Pelegrini contesta denúncias de irregularidades
O secretário de Cultura, Bernardo Pelegrini, prestou depoimento ontem à Comissão de Sindicância aberta na Prefeitura de Londrina para apurar as denúncias de supostas irregularidades em 18 projetos beneficiados pela Lei de Incentivo à Cultura durante os anos de 2001 e 2002.
Durante as quase duas horas de depoimento prestado para o presidente da Sindicância, o auditor chefe do município, Osvaldo Alves de Lima, Pelegrini contestou pontualmente a maioria das irregularidades apontadas pelo autor das denúncias, o vereador Rubens Canizares (PHS).
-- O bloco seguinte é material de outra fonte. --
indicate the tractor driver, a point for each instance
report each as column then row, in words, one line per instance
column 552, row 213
''Falhas administrativas às vezes acontecem. Sobre essa denúncia da compra da passagem, da viagem (se referindo a denúncia do pagamento de R$ 18 mil em passagens aéreas), por exemplo, houve a realização do evento'', ressaltou. ''O único caso que não foi executado foi o do Ronilson Moura da Silva (proponente do projeto Dados pessoais, nada mais), mas temos toda documentação dos pedidos de devolução dos recursos. Existe amparo legal para a maior parte das denúncias levantadas, como a venda dos produtos e bilheteria.''
O secretário também esclareceu que a partir do início de 2002, uma alteração no decreto da Lei de Incentivo, permitiu o pagamento de comissão de 5% aos captadores de recursos. ''Até 2002 era proibido, mas a pedido dos próprios artistas, na 1 Conferência Municipal de Cultura, foi revogado o artigo 53 que veio a permitir tal cobrança'', disse ao rebater a denúncia de Canizares que anexou ao pedido de abertura da Comissão Especial de Inquérito (CEI), diversos recibos de pagamento da comissão durante 2002. Sobre a questão do palco financiado pela Lei de Incentivo que teria sido levado para Olinda, Pelegrini afirmou que ''material de cenário, é material perecível''.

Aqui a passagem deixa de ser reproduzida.